Talan mı var, kaçırılan ne?
Biz ne söylersek söyleyelim tesiri olmayacağına, biz ne yaparsak yapalım yedi yılda 18 kere ABD’ye giderek tekmîl veren ve her dönüşünde yeni bir gündem konusu getiren Recep Tayyip Erdoğan’a etki yapamayacağına göre, tedbîrimizi alarak hazırlıklı olmalı değil miyiz?
“Sürüden ayrılanı kurt kapar”sa, kurtların da kurtça planları olmalıysa, sürüden ayrılanları veya dağıtarak sürüden ayırdıklarını kapmak kurtça mahâretse, işimize bakmalı değil miyiz? Akıllı siyâset bu değil mi?
Kurulduğu günden beri; “Deprem Çadırı” dediğimiz, düğmesine basan olmadıkça yanması mümkün olmayan yapay ışıklandırıcı ampülü, amblem aldıkları günden beri de; “AKP ampülünü yakmak için düğmesine basacak olan ABD’dir” dediğimiz; BOP Eş Başkanlığı ile övünen, Irak’ta katliam ve zûlümler yapan ABD askerlerine dua eden ve alkışlayan, aslında ithâl bir sistem olduğu için daha toplumumuzun % 70’inin kavrayamadığı, özümseyemediği demokrasiyi araç kullandığını otuz yıldır hiç saklamayan işbirlikçilerin figûranlık yaptıkları oyunlara bu kadar kolay düşmeyi hazmedemiyorum!
Seçimlere az bir zaman var! Seçim yatırımları, harcamaları, seçim vaatleri, propogandaları yapılmalıyken hiç de gereği yokken önce “Kürt açılımı”, sonra “demokratik açılım”, sonra “millî birlik projesi” diye bir ayda üç kere adı değiştirilen bir muammayla karşı karşıya kaldık!
Millet ve Meclis’teki genel başkan vekillerinin tamamı bu sanal muammayla meşgûlken ortaya birden bire “referandum” atıldı! Referandum ve açılımla ilgili söz söylemek için sıra beklenirken, “Anayasa Değişikliği” getirildi! Millet; ne değişiyor, nedir değiştirilmek istenen diye anayasayı tanımaya uğraşırken, Meclis’te boğazlar sıkılır, kavgalar edilirkeeen, ortaya “Başkanlık Sistemi” atıldı!

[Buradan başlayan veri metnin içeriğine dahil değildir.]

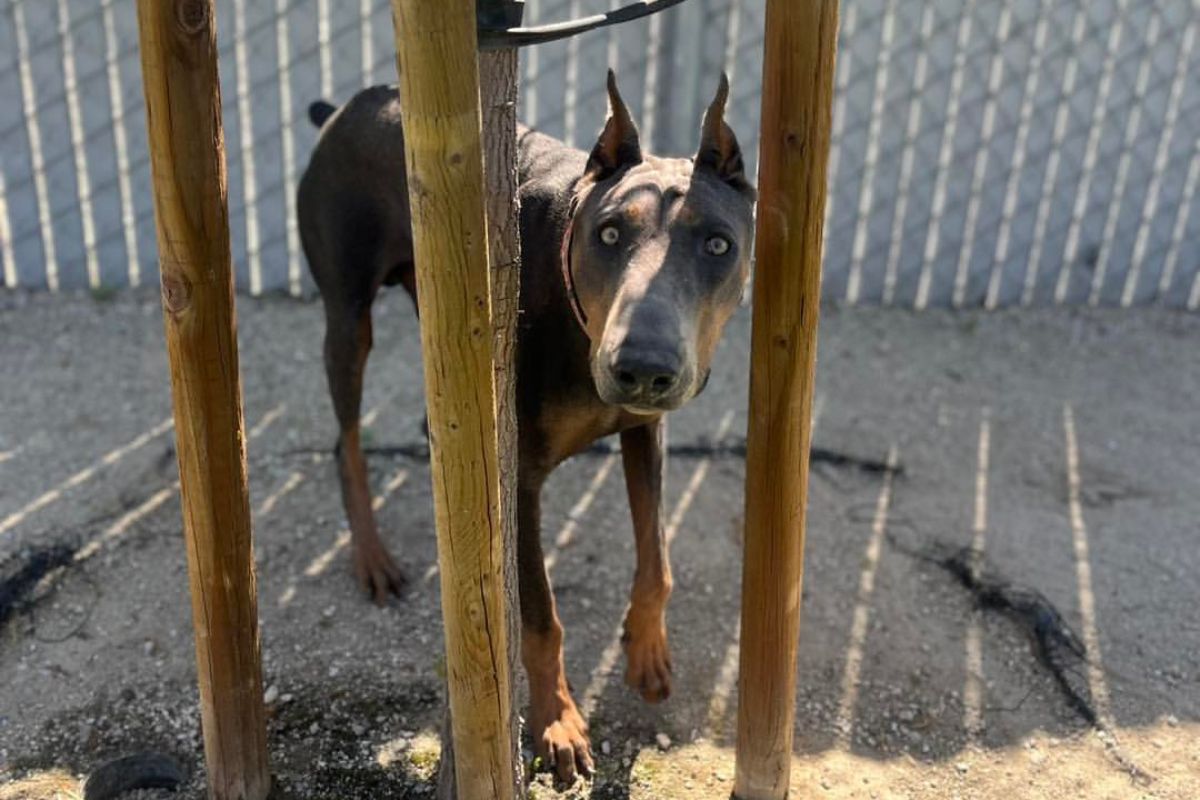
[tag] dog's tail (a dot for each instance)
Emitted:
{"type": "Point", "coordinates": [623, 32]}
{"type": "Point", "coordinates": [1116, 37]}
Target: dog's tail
{"type": "Point", "coordinates": [321, 110]}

Deprem Çadırı AKP’nin orta direkleri, hatta Meclis Başkanı, “Başbakan’ın kişisel görüşüdür” demesine rağmen kraldan fazla kralcılar, Recep Tayyip olmazsa yok olacaklarını bilen kapı kulları, ahşap çadır kapısı elcekleri, bir ağızdan bağrışmaya başladılar!
Millet adına konuşan, yazan millî kalemler tam konsantre olmuşken ortaya bu kere “bedelli askerlik” atıldı!
Tarih yapıcısı Türk Milleti; Allah’ını seversen ayık ol!
Meclis’teki Türk Milleti adına görevlendirilen Millet Vekilleri; Allah aşkına dikkat! Bir şeylerin üzeri örtülmeğe çalışılıyor! Ortalığı bu kadar toza dumana verdikten sonra, oluşturulan talandan kaçırılmak istenen bir şeyler var, o saklanılıyor aslında!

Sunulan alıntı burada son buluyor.